A robots.txt is a file put on the server that tells various search engine bots not to crawl or index some of the sections or webpages of that particular website. The website owner can use robot.txt file to prevent indexing completely, to prevent some of the portions of the website from being indexed or to display individual instructions about indexing to a particular search engine.

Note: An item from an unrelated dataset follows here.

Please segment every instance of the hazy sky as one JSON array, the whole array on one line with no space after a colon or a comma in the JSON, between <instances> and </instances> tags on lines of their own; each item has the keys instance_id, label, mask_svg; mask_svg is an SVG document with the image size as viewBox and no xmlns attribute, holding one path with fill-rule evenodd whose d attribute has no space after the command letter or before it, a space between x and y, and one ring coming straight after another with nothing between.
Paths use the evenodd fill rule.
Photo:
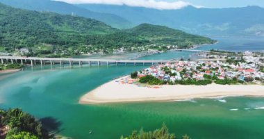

The file robots.txt itself is a simple text file that can be made in simple NotePad. It needs to be kept in the root directory of the website, which is the directory wherein the homepage or indexed page is stored. All search engines, or at least all the popular ones, now observe a robots.txt file as soon as the spiders or searchbots come on the website. Therefore, even if we do not currently require excluding the spiders from any portion of the website, to have a robots.txt file is yet a good way as it can serve as a kind of invitation to the website.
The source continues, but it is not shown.